You could change jobs without leaving your account behind.
In theory, it was idiot-proof.
In practice, it was, well, rather boring and amazingly ineffective for building long-term wealth.
The only investment option was: wait for it,
keep waiting,
just one more minute.
Government bonds.
Translation, you could earn a safe, steady 2% to 3%,
while the S ⁇ P 500 was skipping around with double-digit real returns like a kid on pixie sticks.
To be fair, my RA was designed for people who otherwise wouldn't save at all.
Again, he was trying to solve an excess and participation problem.
So in that light, yeah, 2% is better than 0%.
But it was never going to build real wealth that could sustain someone throughout retirement.
Which is why, by the time it was quietly shuttered in 2017, only about 20,000 accounts had been opened nationwide, with an average balance of, wait for it,
wait for it, sorry, I know, I'm being obnoxious, $1,500.
That's basically a rounding error compared to the 100 million Americans already in workplace retirement plans.
So my RA didn't exactly catch fire.
Now, Trump's approach, almost the opposite.
In August 2025, he signed an executive order directing the Department of Labor to open the doors to alternative assets inside 401ks.
Suddenly, instead of choosing between an index fund and a target date fund, you could, theoretically, toss some of your retirement money into private equity, real estate, or even crypto.
On paper, it sounds thrilling.
Who wouldn't want their nest egg to feel a little more like an episode of Shark Tank?
But here's the big hoop law that you've been hearing all about recently.
Alternatives are complicated, expensive, and often as liquid as a fruitcake from last Christmas.
Private equity funds can absolutely charge 2% annually plus 20% of profits.
Liquidity?
Forget it.
You don't just cash out your private equity stake on a random Tuesday.
And risk?
Let's just say a 2022 GAO report politely warned that many 401k participants lack the financial literacy to evaluate these products responsibly.

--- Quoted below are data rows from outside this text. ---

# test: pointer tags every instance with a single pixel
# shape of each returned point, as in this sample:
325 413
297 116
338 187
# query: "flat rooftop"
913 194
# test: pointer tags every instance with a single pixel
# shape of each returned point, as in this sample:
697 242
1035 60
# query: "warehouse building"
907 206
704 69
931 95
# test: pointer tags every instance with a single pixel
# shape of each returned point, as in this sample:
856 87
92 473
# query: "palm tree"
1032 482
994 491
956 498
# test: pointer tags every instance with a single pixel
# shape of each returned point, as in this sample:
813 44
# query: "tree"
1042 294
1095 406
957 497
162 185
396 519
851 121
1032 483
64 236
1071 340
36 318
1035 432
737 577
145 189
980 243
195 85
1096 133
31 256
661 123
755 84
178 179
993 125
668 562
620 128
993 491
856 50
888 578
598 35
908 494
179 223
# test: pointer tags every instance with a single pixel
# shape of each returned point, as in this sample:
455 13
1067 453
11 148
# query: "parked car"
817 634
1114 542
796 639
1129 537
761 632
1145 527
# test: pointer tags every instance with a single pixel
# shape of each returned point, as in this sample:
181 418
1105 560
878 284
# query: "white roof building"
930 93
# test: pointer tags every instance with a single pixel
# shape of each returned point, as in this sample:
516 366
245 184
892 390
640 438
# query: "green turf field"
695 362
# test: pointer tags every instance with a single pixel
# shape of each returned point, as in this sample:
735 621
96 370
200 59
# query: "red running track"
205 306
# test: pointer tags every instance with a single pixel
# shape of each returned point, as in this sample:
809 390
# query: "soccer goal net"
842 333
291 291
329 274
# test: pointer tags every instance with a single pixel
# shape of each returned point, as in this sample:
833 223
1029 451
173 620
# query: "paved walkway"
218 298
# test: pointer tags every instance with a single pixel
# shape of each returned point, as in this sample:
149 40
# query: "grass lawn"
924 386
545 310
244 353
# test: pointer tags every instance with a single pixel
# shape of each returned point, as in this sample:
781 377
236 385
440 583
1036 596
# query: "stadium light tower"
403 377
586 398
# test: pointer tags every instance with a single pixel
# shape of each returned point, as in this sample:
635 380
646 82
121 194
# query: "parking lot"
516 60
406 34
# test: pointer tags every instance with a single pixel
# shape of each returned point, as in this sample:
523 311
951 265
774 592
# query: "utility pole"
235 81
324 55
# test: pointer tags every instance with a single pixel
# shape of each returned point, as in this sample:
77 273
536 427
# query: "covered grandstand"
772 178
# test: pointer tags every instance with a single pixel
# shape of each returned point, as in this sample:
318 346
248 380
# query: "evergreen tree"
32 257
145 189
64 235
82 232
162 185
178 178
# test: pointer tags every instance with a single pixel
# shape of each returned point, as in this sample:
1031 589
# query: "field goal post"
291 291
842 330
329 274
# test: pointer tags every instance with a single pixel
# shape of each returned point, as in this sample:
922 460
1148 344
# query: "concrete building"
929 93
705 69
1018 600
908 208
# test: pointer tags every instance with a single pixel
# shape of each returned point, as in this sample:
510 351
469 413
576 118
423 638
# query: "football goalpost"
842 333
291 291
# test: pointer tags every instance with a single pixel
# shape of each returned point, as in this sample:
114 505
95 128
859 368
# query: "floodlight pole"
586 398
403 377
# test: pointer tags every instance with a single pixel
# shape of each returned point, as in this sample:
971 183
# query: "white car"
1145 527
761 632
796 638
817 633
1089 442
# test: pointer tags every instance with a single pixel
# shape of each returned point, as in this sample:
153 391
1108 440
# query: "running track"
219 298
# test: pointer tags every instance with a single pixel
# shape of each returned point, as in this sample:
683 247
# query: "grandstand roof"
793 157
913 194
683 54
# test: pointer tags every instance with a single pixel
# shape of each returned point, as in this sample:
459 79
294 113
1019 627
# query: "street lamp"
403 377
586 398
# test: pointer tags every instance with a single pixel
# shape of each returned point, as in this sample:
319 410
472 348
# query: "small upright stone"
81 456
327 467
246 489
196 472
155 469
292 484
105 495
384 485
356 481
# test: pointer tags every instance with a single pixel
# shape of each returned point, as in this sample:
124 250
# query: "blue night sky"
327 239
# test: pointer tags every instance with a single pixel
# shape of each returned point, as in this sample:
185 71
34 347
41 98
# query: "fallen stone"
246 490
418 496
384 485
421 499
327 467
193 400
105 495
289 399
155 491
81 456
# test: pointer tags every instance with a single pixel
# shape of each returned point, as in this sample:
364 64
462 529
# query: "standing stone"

In plain English, dropping crypto into a retirement plan is like giving a chainsaw to someone who's only ever used safety scissors.
Sure, it cuts, but you might lose a limb, or a large chunk of your retirement fund.
So here's the bigger point.
Obama tried to fix retirement by making it foolproof.
Trump tried to fix it by making it adventurous.
One treats adults like toddlers who can't handle risk, the other treats them like hedge fund managers who are totally cool reading a 200-page private equity prospectus on their lunch break.
Both, of course, miss the middle, which I assure you, we will cover.
Because what workers really need isn't more extreme simplicity or more shiny objects.
It's better guidance somewhere between the sippy cup and the chainsaw.
And yes, that's exactly the space I'm trying to live in with this show and with my work.
Practical enough to keep you safe, adventurous enough to keep you awake.
Thing number three you should care about.
The fiduciary question.
If you remember only one thing from Obama's retirement policies, let it be this.
He wanted financial advisors to play nice.
In 2016, his Department of Labor rolled out what became known as the fiduciary rule.
In plain English, if you give advice on retirement accounts, you have to act in your client's best interest.
Sounds obvious, right?
I mean, that's the literal job description.
Imagine if your doctor prescribed cholesterol pills because they got a free toaster from Pfizer.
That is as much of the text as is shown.